Seeing the Lovely Lucy mid-week is a rare luxury. On Thursday she had a meeting in London in the morning, so we planned an impromptu late lunch.
When we got to the restaurant, it was busy. A hurrying waiter said they'd lay us a table, so we stood and nattered until, out the corner of my eye, I saw a movement. Our waiter was trying to draw our attention to the table that had been laid for us, using the unconventional technique of jumping up and down and waving his hands in the air.

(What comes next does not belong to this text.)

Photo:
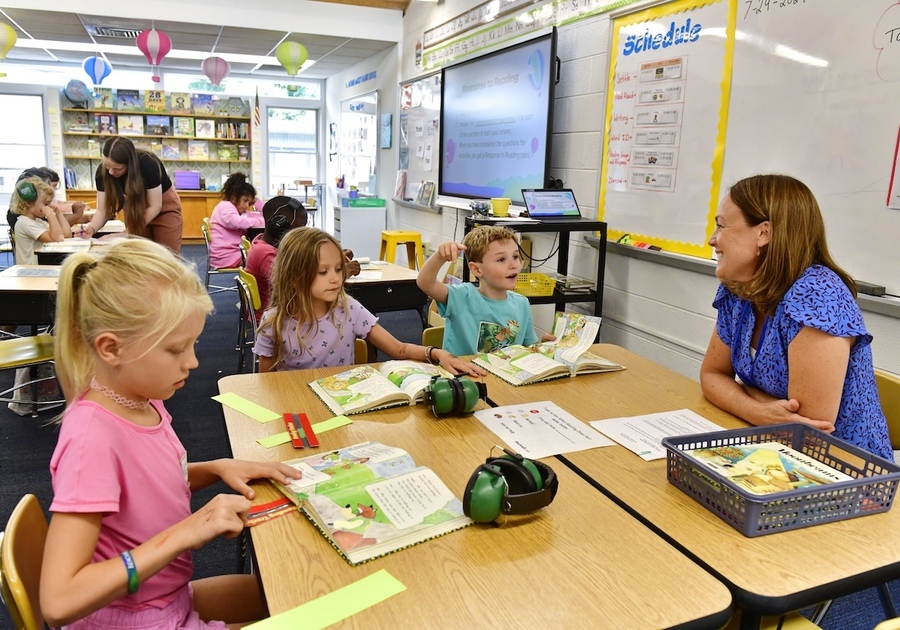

He was about 5ft 8 tall, and about the same around his middle, bald, and camper than a Bank Holiday at Butlins. He cooed and oohed and aghed at us, and made us feel like his new best friends. When Lucy said that she'd just have a glass of water, he rolled his eyes at me. "Is she always this boring?" he teased, in his soft Scottish purr. "I'm afraid so," I confirmed. We ordered and off he skipped to the kitchen.
So our food came, we ate, we chattered, set the world to rights, and from time to time our waiter came to check we were ok, and we were. He struck the balance between attentive and laid back that suited our mood, and it was all good. When we'd finished our meal, he asked if we wanted coffees, then winked at us pointedly and said they'd be on the house. He told us he'd only worked there a week, and whilst he was at the Gaggia, we speculated on whether he'd still be there in a week's time.
Whilst we were sorting out the bill, Lucy got up to go to the loo. There was one just near where we were sitting, and she made a b-line for it, but there was a kerfuffle at the door. Our waiter, another waiter and Lucy ended up doing a little dance at the door, "after you," "no, no, I insist, after you." After she'd closed the door, the other waiter rounded on ours. "Don't let customers use that toilet. It's a disabled toilet for disabled people. The customer toilets are downstairs." Our waiter waited until the other guy's back was turned, then rolled his eyes at me. When Lucy came back she apologised for causing a fracas.
So there we were, pulling on our coats, and draining our cups, when suddenly our man was back by our side, leaning over our table in a conspiratorial way. "I've just told him, 'you can't talk to that lady like that, you don't know anything about her. You can't talk to her like that.' And then I said to him, 'you see, she's only got the one leg.' So now, when you leave, you've got to limp a bit so he knows."
Limp a bit?! We were both laughing so hard we could hardly stand! I think we might have slightly over-egged our part.